Et maintenant, Claudine est mère de trois fils, qui n’auront pas pu connaître cet arrière-grand-père : il aurait eu quatre-vingt-dix-sept ans, quatre-vingt-dix-neuf ans et cent trois ans à leur naissance. Il était né en mille neuf cents. Cela la faisait rêver, c’était si facile de calculer, le long des cours d’histoires, quel âge il avait eu et ce qu’il avait vu : en 14-18, en 36, en 39, en 76, année de sa mort…  

Elle entend encore sa grand-mère lui dire…

-         Tu sais, ton grand-père, il aurait eu du mal à te savoir mariée à un Allemand…

Et Claudine tente d’oublier cette phrase, elle en appelle à l’amour de ce grand-père, à la fraternité, à ses idéaux humanistes qu’elle savait très forts en lui.

Un dimanche de l’avent chez Omi, autour de la table où trônent les quatre bougies et l’assiette des biscuits de Noël, Claudine et Omi parlent toutes deux, de Königsberg et du Havre.

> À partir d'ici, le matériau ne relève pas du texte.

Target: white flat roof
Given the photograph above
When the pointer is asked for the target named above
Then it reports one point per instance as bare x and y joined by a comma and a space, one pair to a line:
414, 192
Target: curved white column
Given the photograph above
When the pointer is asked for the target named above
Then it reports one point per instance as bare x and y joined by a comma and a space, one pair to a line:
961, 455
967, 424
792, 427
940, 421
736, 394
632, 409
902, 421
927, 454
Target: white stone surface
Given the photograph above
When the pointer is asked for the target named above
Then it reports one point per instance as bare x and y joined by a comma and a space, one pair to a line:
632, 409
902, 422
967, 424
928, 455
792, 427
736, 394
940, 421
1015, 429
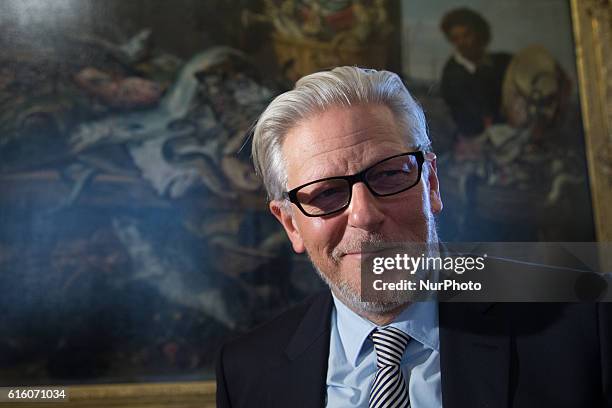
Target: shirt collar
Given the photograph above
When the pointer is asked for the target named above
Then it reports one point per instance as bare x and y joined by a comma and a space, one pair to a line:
419, 321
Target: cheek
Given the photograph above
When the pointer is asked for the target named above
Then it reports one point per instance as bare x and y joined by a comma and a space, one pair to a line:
321, 235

Elles s’étonnent, les images s’entrecroisent et se complètent.  Surprise… ce sont les mêmes images … celles d’un port sur une mer grise, sur une mer froide, la Baltique et la Manche, celles des navires et des paquebots, des marchandises sur le quai, l’appel des bateaux dans le brouillard… celles de deux villes bombardées, reconstruites en béton, au bord de la mer… Le Havre, Königsberg. Elles se regardent, elles se sourient. Elles ont les mêmes souvenirs, alors que ces images ont plus de quarante ans d’écart. Elles retrouvent le goût des harengs saurs et des maquereaux marinés. Sont-ce les Vikings qui, en suivant les côtes,  ont apporté de la Baltique à la Manche certains mets, certaines coutumes ?

Claudine parle du Père Noël, que la famille allemande ne connaît pas, qui ne fait pas partie de la tradition familiale, elle argumente ainsi :

-         Vous avez les dimanches de l’avent, vous avez vos biscuits, vos Stollen, vos pains d’épices, vos marchés de Noël, la Saint-Nicolas et les Casse-noisettes… Je n’ai que mon père Noël, et c’est lui que je donne à mes fils.

La famille allemande commence à faire front, pourtant bien d’autres familles ici, plus au nord, attendent le 24 décembre au soir le bonhomme habillé de rouge. Mais là, on le rejette, « c’est une invention des Américains ». Puis ils disent de Claudine qu’elle raconte des mensonges aux enfants avec son Père Noël…

C’est alors qu’Omi intervient. Elle apprendra aux siens qu’elle aussi attendait les cadeaux de ce vieil homme venu avec sa hotte, enfant, en Prusse orientale, et qu’elle a dû l’abandonner pour le Christ Kind, la tradition de son mari, dans le Sud de l’Allemagne. Tout le monde est étonné, et silencieusement, Omi est heureuse, son père Noël revenait ! De Königsberg, perdu en route, il avait fait un détour par Le Havre.

Au Havre, dans les années soixante-dix, un soir de Noël, un grand-père est sorti chercher des cigarettes. Et, voilà, manque de bol, le Père Noël, le copain du grand-père, frappe à la porte pour donner ses cadeaux, avec sa hotte, ses bottes noires, sa barbe blanche, son costume rouge… Il laisse, comme chaque année, une botte de carottes pour le grand-père. Pour rire, parce que c’est son copain. Et Claudine ne se demande pas pourquoi le père Noël n’a plus qu’une moitié de pouce.

Le Havre, Arras, Saint-Pol, Montreuil, Ru, Berck, Ardelot, Tingré, Huguellier, Hédin, Trévent, Songuevilliers, Bucquoi, Bapeaume, Cambrai, Avesne, Soignies, Nivelle… Meppen, Stablack, Königsberg.